FARMINGTON -- Repair costs continue to mount for Davis County property damage caused by the Dec. 1 windstorm.
The latest costs are for repairs to one of the two Legacy Events Center heating and cooling stacks.
A piece of debris from the hurricane-force winds struck and knocked the heating and cooling stack off line, causing extensive damage to county property, said Charlene Lamph, Davis County risk management specialist.
On Tuesday, Lamph appeared before the county commission to request they approve a $52,584 agreement with Schoppe Co. Inc., of Salt Lake City, to repair the stack.
The stack was ripped away from its steel support structure, Lamph said.
With the stack being knocked off line, she said, the county has been unable to fire up the heating unit.
Should the heating unit on the center's east stack be damaged, Lamph said, the cost to make the unit operational could result in another $70,000 to $150,000 in damages.
Those costs could potentially include repairs to the west heating and cooling stack, which was ruptured when the east stack was blown into it.
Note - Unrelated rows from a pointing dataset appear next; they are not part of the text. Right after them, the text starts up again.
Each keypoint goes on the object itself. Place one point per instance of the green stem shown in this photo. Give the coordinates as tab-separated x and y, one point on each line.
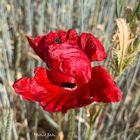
71	125
92	121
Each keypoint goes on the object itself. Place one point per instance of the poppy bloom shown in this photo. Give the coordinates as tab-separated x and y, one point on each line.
68	81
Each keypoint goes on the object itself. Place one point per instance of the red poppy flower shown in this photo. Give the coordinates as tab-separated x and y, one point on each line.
69	81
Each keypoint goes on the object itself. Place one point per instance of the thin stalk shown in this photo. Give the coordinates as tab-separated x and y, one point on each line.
71	125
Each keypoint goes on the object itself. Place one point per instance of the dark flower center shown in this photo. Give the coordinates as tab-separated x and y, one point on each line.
58	41
68	85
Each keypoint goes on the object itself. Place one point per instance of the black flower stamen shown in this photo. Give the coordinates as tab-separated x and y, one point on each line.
57	41
68	85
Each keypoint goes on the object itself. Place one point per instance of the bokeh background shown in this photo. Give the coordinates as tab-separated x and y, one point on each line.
23	120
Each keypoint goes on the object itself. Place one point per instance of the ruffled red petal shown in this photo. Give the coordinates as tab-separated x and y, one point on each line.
36	88
92	47
102	87
68	64
51	97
Because county property is covered by insurance -- minus the $100,000 deductible the county has met for the damage caused to its two golf courses -- the repair of the center's heating and cooling stacks is only eligible for less than $25,000 of the Federal Emergency Management Act funding, Lamph said.
FEMA money will begin to be made available within the next few weeks to the county and those Davis cities that had significant public property damage from the storm, said Ellis Bruch, Davis County Sheriff's Office emergency services coordinator.
According to a FEMA assessment conducted in January, public properties within Davis County suffered $4.1 million in damages, putting the county just over the $3.6 million threshold in damages needed to make it eligible to receive federal assistance, Bruch said.
Davis County Commissioner Bret Millburn said that, based on the wind damage caused to public and personal property, "it was amazing no one was hurt or killed" in the storm.